Similarly, Turki et al. (2018) showed that TL improves drug response predictions of tissue-specific clinical trial samples by transferring knowledge from auxiliary data of related cell lines or tumor samples. Due to many biological differences between cell lines and patient primary tumors, the clinical applications of the machine learning models to predict patient’s treatment responses in vivo will ideally require training and careful testing of the models in large-enough patient cohorts. An example experimental setting would be applying TL model trained on the set of multiple myeloma patients combined with breast cancer auxiliary data and predicting drug sensitivities of multiple myeloma patients, or applying TL on training set of non-small cell lung cancer patients with triple-negative breast cancer auxiliary data to test response predictions of a set of non-small cell lung cancer patients. TL can also make use of patient electronic health records to transfer knowledge.

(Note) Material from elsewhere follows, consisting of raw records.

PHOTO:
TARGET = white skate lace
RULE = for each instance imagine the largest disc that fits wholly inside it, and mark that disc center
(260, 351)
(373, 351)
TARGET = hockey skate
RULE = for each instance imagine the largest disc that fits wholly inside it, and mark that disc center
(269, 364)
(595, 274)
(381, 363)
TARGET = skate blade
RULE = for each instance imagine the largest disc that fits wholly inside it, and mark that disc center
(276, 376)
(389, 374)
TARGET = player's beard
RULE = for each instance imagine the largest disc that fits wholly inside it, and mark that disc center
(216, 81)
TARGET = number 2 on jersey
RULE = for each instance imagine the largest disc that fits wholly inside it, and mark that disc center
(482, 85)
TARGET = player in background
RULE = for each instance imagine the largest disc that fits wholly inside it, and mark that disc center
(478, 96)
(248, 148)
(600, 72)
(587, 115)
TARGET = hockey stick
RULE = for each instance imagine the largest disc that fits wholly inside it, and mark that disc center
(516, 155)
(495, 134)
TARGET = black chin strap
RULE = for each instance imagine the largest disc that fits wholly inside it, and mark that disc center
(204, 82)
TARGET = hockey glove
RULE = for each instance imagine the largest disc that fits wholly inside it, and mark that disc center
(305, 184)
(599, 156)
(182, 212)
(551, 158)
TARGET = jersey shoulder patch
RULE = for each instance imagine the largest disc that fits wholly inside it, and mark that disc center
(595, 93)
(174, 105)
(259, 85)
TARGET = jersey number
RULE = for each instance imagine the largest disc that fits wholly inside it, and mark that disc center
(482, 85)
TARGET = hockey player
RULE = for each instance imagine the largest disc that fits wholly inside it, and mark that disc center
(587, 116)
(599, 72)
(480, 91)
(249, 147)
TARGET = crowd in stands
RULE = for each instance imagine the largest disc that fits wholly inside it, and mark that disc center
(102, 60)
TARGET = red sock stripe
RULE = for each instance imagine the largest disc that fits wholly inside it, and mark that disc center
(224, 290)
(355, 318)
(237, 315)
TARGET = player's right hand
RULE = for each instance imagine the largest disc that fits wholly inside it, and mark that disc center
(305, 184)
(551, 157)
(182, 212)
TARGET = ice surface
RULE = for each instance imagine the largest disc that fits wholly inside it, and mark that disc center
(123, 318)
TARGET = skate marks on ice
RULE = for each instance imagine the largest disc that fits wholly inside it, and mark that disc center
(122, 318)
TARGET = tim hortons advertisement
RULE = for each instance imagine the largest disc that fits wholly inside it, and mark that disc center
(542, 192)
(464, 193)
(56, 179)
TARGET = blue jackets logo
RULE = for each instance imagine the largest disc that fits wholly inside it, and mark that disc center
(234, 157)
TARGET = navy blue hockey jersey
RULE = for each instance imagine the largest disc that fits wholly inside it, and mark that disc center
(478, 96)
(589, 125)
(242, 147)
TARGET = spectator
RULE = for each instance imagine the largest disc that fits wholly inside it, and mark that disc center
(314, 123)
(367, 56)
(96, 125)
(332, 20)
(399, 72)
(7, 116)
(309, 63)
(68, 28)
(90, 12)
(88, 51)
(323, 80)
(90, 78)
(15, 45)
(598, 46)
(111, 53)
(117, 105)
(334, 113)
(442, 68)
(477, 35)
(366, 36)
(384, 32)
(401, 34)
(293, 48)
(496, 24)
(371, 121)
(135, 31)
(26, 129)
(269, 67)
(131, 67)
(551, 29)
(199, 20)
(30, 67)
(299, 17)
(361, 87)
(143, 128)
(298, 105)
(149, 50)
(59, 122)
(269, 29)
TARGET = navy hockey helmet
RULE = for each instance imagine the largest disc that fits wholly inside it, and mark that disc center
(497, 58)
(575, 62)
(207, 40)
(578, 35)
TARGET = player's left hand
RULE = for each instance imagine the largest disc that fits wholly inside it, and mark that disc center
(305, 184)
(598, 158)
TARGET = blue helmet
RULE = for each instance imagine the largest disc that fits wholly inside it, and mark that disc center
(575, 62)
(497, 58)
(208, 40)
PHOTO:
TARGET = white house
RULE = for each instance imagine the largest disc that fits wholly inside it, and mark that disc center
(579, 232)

Conclusions and future directions

Based on the lessons learned from the DREAM Challenges and other related benchmarking studies, the NGS-based “big data” is not yet among the most predictive genomic or molecular features for drug response prediction globally, except for the few known examples of cancer types that are driven by single somatic aberrations, such as BCR-ABL-positive chronic myeloid leukemia, non-small cell lung cancer or BRAF in melanoma, with clinically actionable small-molecule inhibitors available (Flaherty et al. 2012; Pemovska et al. 2015). With regard to other cancer or drug classes, which especially require multi-marker panels, the microarray-based gene expression and targeted protein abundance profiles appear currently as the most predictive source of signal (Costello et al. 2014). This is likely due to the fact that these profiling platforms have been around for some time already, and available tailored processing methods have been developed for these. For the more recent NGS-based platforms, such as DNA copy number or point mutations, we are still lacking the knowledge of how to best utilize all the hidden nuggets of information available from the raw sequencing data for drug response prediction; instead, one needs to rely only on the most processed, limited “gene-level” data available (Table 1). The same applies to some extend also to genome-wide RNA-seq transcriptomics and especially to the MS-based global proteomic profiling, which would benefit from standardized analytical approaches to extract more accurate and complete gene expression and protein activity profiles. For example, our pilot study showed that the MS-based proteomics can significantly improve the drug response predictions, but only after filtering out most of the protein measurements (Ali et al. 2018). Similarly, a recent transcript-level machine learning work demonstrates how the RNA-seq technology offers additional predictive signal, when compared to gene-level expression or mutation information (Safikhani et al. 2017). Therefore, we argue that we will need improvements both in the computational methods and in the experimental assays in order to convincingly show the added value of “big data” for drug response prediction.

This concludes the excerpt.